Madoff was also a family friend to many of his investor. That's I guess another moral - don't trust someone with your life savings just because it's a family friend.

Remember that commercial by Capital One, the credit card company with the catchy phrase, "What's in your wallet?" Well now you should ask "Whose in Your Wallet?" and if you don't know the answer you could end up with too much month at the end of the money.

I think the problem is that most people are inherently looking honest and always looking for opportunities. When you put those same values to work on different dishonest people when you have a problem. That is where and when these dishonest people take your money from you.

Another good one from Marotta.

I got an email a few days ago, supposedly from the CEO of NewLight Investments Co. He wanted to exchange links with me, but after looking at his site, I did not even respond. It definitely fits in the too-good-to-be-true category, if it's not an out-and-out scam. It's a really snazzy website, but the suggested returns and zero risk they advertise seem impossible.

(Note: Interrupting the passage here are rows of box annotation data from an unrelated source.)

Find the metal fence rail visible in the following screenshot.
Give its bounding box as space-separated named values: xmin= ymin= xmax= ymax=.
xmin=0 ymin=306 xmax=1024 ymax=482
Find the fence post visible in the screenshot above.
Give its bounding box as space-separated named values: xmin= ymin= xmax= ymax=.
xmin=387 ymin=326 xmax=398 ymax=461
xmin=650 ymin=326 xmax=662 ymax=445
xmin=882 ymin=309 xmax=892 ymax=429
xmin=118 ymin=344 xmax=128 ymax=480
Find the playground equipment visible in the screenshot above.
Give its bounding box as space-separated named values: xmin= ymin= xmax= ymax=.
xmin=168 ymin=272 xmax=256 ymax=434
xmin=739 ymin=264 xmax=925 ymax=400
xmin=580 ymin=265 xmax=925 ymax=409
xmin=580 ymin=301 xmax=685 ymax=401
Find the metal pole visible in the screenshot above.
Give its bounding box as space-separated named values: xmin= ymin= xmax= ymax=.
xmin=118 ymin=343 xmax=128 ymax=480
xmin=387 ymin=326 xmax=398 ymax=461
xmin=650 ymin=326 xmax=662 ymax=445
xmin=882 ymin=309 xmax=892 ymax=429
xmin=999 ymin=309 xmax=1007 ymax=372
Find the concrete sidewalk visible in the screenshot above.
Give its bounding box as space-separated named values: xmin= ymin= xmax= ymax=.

I am monitoring his website to make sure he does not link to my website, although I don't know quite what I will do if he does. If Marotta or FMF readers care to check out NewLight Investments, I'd be very interested in your reactions.

In response to the NewLight Investments site: It's not even a very good scam. It has no specifics whatsoever, numerous spelling mistakes, no "client testimonials", etc. I have seen better cons from the famous Nigerian 419 scams.

Maybe this is a test to see how stupid people are? Or maybe put up as an educational tool by a legitimate company to then reply to inquiries and explain why the respondent needs help. (Like the US government once put up a site and informed respondednts about ID theft.)

Or maybe it's simply a new way to distribute viruses.